Uhm, when you say "expose UI stuff though Lua itself", you mean that it should be the script's job to draw menus etc.?
What I had in mind was using C to actually draw them, but a lua table would describe the options, hold the values, and potentially contain code to handle more complex things like options with ranges or options that depend on other options. Properly implemented, it could still be as simple as the current system (i.e. defaulting to a handful of generic options, or a few simple lines in the script file that fill out a default menu)
The change in approach is that part of the script has to run when the user sets the options.
One thing lua makes very convenient is tying script and C code together in various ways.

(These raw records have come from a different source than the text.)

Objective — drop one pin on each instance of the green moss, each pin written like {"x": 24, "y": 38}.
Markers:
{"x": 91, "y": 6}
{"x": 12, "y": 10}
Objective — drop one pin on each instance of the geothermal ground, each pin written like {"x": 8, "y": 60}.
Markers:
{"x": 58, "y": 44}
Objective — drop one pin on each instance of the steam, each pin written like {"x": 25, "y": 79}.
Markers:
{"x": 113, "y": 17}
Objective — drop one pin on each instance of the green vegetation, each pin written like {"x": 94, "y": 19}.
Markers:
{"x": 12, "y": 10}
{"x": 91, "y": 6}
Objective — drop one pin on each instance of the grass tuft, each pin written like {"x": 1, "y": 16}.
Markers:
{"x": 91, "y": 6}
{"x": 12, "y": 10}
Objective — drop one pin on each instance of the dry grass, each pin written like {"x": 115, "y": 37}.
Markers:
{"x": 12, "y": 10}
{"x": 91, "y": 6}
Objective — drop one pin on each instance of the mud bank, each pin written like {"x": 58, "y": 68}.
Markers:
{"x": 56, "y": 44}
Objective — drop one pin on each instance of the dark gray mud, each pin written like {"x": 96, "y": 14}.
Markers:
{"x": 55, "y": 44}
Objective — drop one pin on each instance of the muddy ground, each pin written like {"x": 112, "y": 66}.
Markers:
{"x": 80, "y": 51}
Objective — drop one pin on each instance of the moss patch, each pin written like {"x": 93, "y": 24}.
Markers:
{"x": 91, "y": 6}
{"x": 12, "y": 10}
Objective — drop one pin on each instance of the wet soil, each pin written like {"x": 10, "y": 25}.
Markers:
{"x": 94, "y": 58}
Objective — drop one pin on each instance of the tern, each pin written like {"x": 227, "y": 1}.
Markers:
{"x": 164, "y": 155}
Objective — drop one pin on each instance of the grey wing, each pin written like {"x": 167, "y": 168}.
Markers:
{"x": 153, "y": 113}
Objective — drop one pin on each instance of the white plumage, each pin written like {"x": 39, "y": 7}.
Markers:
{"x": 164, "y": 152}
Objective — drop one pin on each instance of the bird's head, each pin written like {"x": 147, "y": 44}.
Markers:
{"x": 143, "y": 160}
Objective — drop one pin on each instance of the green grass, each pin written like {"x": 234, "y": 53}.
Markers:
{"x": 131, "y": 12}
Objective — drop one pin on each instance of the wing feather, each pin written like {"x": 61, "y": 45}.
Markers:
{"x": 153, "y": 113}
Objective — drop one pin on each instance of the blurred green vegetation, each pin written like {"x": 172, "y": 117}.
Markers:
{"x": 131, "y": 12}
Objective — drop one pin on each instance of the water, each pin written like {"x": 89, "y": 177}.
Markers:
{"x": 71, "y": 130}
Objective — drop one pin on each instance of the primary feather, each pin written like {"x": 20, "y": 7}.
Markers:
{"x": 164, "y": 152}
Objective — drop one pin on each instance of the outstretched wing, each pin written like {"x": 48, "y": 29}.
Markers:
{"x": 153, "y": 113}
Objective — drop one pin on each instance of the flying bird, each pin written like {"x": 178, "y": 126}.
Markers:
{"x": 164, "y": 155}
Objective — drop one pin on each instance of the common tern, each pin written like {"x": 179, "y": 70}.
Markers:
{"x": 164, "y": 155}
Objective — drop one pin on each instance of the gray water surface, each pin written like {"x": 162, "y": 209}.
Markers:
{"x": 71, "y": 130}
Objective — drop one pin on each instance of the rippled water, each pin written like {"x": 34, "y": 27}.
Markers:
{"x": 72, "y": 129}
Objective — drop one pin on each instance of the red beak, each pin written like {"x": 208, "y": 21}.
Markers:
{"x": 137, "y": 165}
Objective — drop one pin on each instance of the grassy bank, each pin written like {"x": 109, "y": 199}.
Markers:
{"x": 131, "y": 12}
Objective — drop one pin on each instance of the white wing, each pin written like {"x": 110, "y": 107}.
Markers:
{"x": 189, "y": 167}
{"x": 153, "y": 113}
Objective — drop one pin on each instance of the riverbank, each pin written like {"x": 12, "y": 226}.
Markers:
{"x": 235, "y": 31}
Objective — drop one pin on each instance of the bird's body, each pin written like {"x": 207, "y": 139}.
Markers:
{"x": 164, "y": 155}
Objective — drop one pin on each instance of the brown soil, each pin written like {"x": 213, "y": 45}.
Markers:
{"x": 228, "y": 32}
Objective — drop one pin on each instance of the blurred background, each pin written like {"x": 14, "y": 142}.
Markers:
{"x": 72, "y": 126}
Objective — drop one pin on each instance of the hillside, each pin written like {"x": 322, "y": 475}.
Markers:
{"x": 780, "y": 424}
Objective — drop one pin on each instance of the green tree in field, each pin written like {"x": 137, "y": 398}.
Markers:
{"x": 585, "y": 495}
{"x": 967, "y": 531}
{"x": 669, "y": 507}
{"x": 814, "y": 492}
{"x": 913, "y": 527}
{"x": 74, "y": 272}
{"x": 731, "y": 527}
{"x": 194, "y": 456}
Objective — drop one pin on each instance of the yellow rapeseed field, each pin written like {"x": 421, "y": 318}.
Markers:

One-letter variables are a plague indeed, but surely we could get rid of that limitation without changing the whole approach?
Sure, you could extend
@param X Number of fraks in the frobulator
to
@param NumFrobFraks Number of fraks in the frobulator
without much trouble. I'd probably throw the default in there somewhere too so you don't have to write each one twice

If you only ever want to use scripting for the kinds of things it's used for now, that's good enough (although the menus for things like the motion detection scripts are already pretty nasty) However, with something like lua, you can potentially do a lot more, and make the interface to complex scripts easier.
I'm not sure I buy the UBASIC being easier to write argument. Lua started life as a way to write configuration files, and can still be used that way. It's up to the implementer of the host application to expose it in a way that is easy to use.
ubasic OTOH is simple because it is limited, but from what I can see is still pretty quirky and more painful to integrate with C code.
Keep in mind this is random musing from someone who only recently started exploring the CHDK code. The real proof of any idea is someone having the motivation to code it, and users deciding it was better than what came before.